Magnesium was shown to have inverse association with the risk of depression while low levels of zinc was associated with depression. Both magnesium and zinc play an important role in cellular transmission and hormones regulation and study found that they may affect depression via similar biological mechanisms.


Cranberries

Women are at greater risk of developing a urinary tract infection (UTI) than men. Cranberries are found to reduce the risk of UTI as they contain a high amount of proanthocyanidins, which stop certain bacteria from sticking to urinary tract walls.
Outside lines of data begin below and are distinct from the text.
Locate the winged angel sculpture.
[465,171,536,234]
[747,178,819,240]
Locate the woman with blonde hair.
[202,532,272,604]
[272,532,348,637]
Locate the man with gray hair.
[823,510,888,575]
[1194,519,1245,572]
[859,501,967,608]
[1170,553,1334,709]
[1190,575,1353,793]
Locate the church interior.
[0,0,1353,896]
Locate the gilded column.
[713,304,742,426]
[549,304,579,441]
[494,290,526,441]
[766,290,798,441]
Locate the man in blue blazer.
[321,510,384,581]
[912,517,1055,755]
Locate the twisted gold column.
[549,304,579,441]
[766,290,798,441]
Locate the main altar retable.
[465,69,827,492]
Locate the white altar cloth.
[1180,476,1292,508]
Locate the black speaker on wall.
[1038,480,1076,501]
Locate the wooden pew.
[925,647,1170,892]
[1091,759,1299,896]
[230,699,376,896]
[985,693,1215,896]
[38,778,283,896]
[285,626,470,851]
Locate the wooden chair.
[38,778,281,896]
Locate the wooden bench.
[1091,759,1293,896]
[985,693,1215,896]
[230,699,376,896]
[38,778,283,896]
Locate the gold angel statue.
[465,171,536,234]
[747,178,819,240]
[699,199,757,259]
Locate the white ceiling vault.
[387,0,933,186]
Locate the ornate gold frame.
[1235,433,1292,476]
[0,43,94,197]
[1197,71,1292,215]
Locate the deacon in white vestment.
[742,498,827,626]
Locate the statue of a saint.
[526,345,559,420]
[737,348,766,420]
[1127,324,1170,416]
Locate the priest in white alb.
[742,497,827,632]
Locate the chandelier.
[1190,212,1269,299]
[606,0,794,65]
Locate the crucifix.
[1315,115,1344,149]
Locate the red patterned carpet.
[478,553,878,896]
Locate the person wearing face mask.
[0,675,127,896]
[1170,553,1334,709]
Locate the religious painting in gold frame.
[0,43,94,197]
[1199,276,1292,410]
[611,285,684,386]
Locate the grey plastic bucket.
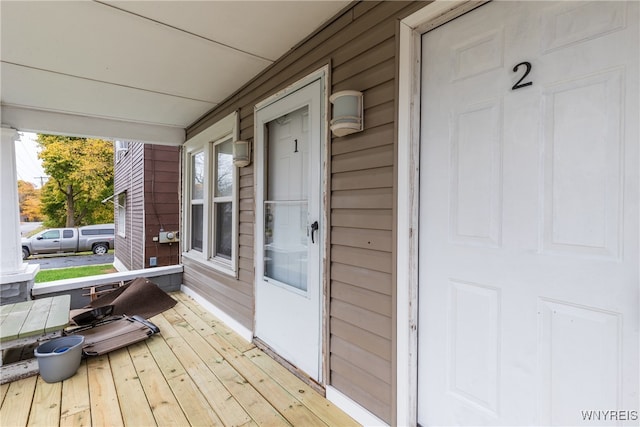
[33,335,84,383]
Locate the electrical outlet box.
[158,231,180,243]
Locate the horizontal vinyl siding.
[114,142,144,270]
[184,2,425,423]
[127,143,145,270]
[143,144,180,267]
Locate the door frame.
[253,64,331,385]
[396,0,488,426]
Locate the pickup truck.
[22,224,115,259]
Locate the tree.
[18,180,42,221]
[38,134,113,227]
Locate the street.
[26,251,113,270]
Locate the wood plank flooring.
[0,292,358,427]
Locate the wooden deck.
[0,292,357,427]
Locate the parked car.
[22,224,115,259]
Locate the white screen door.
[418,1,640,425]
[255,80,323,381]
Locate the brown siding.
[144,144,180,268]
[184,2,424,422]
[114,142,180,270]
[114,142,144,270]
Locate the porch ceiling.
[0,0,349,144]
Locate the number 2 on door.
[511,61,533,90]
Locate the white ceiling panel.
[0,0,349,142]
[1,63,215,128]
[107,0,346,61]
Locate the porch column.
[0,126,40,304]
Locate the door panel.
[255,80,323,381]
[418,2,640,425]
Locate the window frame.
[181,112,240,278]
[116,191,127,237]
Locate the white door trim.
[253,65,331,384]
[396,0,486,426]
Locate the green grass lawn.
[36,264,118,283]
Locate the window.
[42,230,60,240]
[212,139,234,260]
[183,113,238,274]
[80,229,114,236]
[117,192,127,237]
[191,151,204,252]
[116,141,129,163]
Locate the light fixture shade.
[233,141,251,168]
[329,90,364,136]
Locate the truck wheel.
[93,243,109,255]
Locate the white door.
[255,80,323,381]
[418,1,640,425]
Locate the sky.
[15,132,47,188]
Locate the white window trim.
[181,112,240,277]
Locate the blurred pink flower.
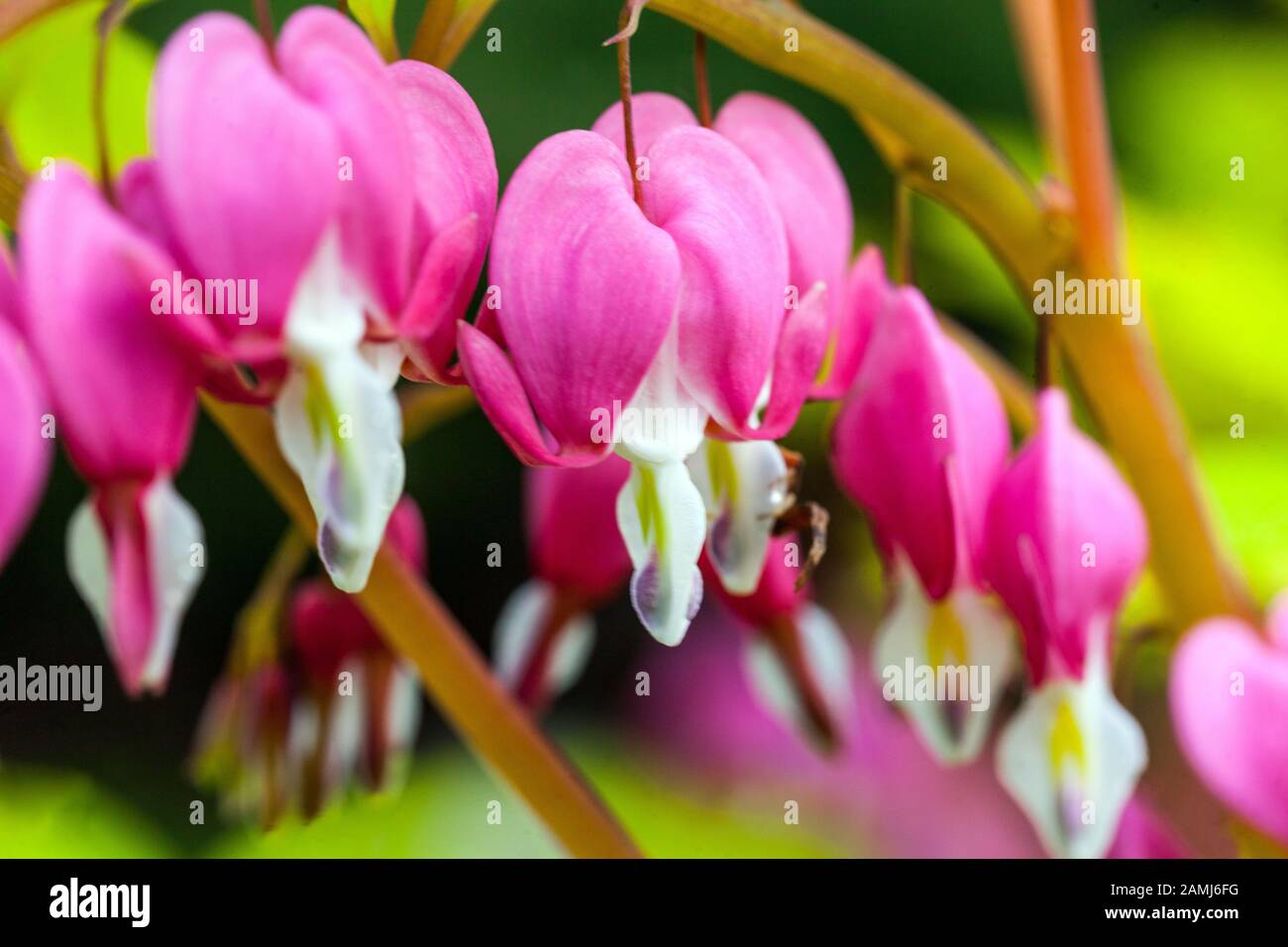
[702,537,854,753]
[20,163,205,694]
[0,240,51,569]
[831,288,1014,763]
[631,612,1188,858]
[287,496,426,815]
[1169,594,1288,845]
[493,455,631,708]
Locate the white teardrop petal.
[273,228,406,592]
[997,666,1147,858]
[143,476,206,688]
[873,557,1017,766]
[688,438,789,595]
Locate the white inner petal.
[688,438,789,595]
[492,579,595,698]
[67,475,206,689]
[274,230,406,592]
[143,476,206,686]
[873,554,1018,766]
[617,460,707,646]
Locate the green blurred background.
[0,0,1288,856]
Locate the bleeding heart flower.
[1169,594,1288,845]
[702,537,854,753]
[189,660,296,828]
[460,101,799,644]
[147,8,496,591]
[20,163,205,694]
[984,389,1147,858]
[493,455,631,708]
[832,288,1014,763]
[0,249,51,569]
[288,496,426,817]
[812,245,894,399]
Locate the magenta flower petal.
[832,288,1010,599]
[524,454,631,603]
[20,163,205,694]
[20,163,201,483]
[752,283,829,441]
[277,7,412,313]
[700,536,808,627]
[590,91,698,155]
[0,240,22,330]
[984,389,1149,683]
[644,128,787,429]
[458,322,612,467]
[713,93,854,378]
[1169,618,1288,844]
[812,245,894,401]
[396,214,483,384]
[0,318,51,569]
[479,132,680,454]
[151,13,340,361]
[389,60,497,380]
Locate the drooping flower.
[831,288,1014,763]
[631,609,1186,858]
[287,496,426,815]
[143,8,496,591]
[1169,594,1288,845]
[18,163,205,694]
[592,93,884,595]
[984,390,1147,857]
[190,656,296,828]
[702,537,854,751]
[192,497,425,826]
[0,246,51,569]
[459,101,804,644]
[493,455,631,708]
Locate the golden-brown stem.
[407,0,456,63]
[649,0,1246,625]
[202,395,639,857]
[1051,0,1256,630]
[434,0,496,69]
[90,0,125,204]
[892,175,915,286]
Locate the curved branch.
[649,0,1249,625]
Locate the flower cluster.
[192,497,426,824]
[0,8,497,693]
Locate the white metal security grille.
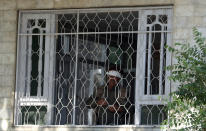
[15,7,172,125]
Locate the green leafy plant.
[163,28,206,131]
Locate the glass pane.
[21,106,47,125]
[141,105,167,125]
[30,28,40,96]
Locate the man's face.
[108,76,120,88]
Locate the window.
[15,7,172,125]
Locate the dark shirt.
[86,86,127,125]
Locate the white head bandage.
[106,70,122,79]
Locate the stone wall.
[0,0,206,131]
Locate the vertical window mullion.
[147,26,153,95]
[73,10,79,125]
[37,30,43,97]
[26,30,32,97]
[159,28,164,95]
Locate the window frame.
[14,6,172,127]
It's important for women to maintain a balanced and varied diet that includes a wide range of nutrient-dense foods to ensure they get all the nutrients they need for optimal health.

Reference

  1. Gupta CP. Role of iron (Fe) in body. IOSR Journal of Applied Chemistry. 2014;7(11):38-46.
  2. Mahmood L. The metabolic processes of folic acid and Vitamin B12 deficiency. Journal of Health Research and Reviews. 2014 Jan 1;1(1):5.
  3. Uwitonze AM, Razzaque MS. Role of Magnesium in Vitamin D Activation and Function. J Am Osteopath Assoc. 2018 Mar 1;118(3):181-189. doi: 10.7556/jaoa.2018.037. PMID: 29480918.
  4. Pepa GD, Brandi ML. Microelements for bone boost: the last but not the least. Clin Cases Miner Bone Metab. 2016 Sep-Dec;13(3):181-185. doi: 10.11138/ccmbm/2016.13.3.181. Epub 2017 Feb 10. PMID: 28228778; PMCID: PMC5318168.
  5. Yamaguchi M. Role of nutritional zinc in the prevention of osteoporosis. Mol Cell Biochem. 2010 May;338(1-2):241-54. doi: 10.1007/s11010-009-0358-0. Epub 2009 Dec 25. PMID: 20035439.
  6. Mahdavi-Roshan M, Ebrahimi M, Ebrahimi A. Copper, magnesium, zinc and calcium status in osteopenic and osteoporotic post-menopausal women. Clin Cases Miner Bone Metab. 2015 Jan-Apr;12(1):18-21. doi: 10.11138/ccmbm/2015.12.1.018. PMID: 26136790; PMCID: PMC4469220.
  7. Wang J, Um P, Dickerman BA, Liu J. Zinc, Magnesium, Selenium and Depression: A Review of the Evidence, Potential Mechanisms and Implications. Nutrients. 2018 May 9;10(5):584. doi: 10.3390/nu10050584. PMID: 29747386; PMCID: PMC5986464.
  8. Swardfager W, Herrmann N, Mazereeuw G, Goldberger K, Harimoto T, Lanctôt KL. Zinc in depression: a meta-analysis. Biol Psychiatry. 2013 Dec 15;74(12):872-8. doi: 10.1016/j.biopsych.2013.05.008. Epub 2013 Jun 24. PMID: 23806573.
  9. Jepson RG, Williams G, Craig JC. Cranberries for preventing urinary tract infections. Cochrane database of systematic reviews. 2012(10).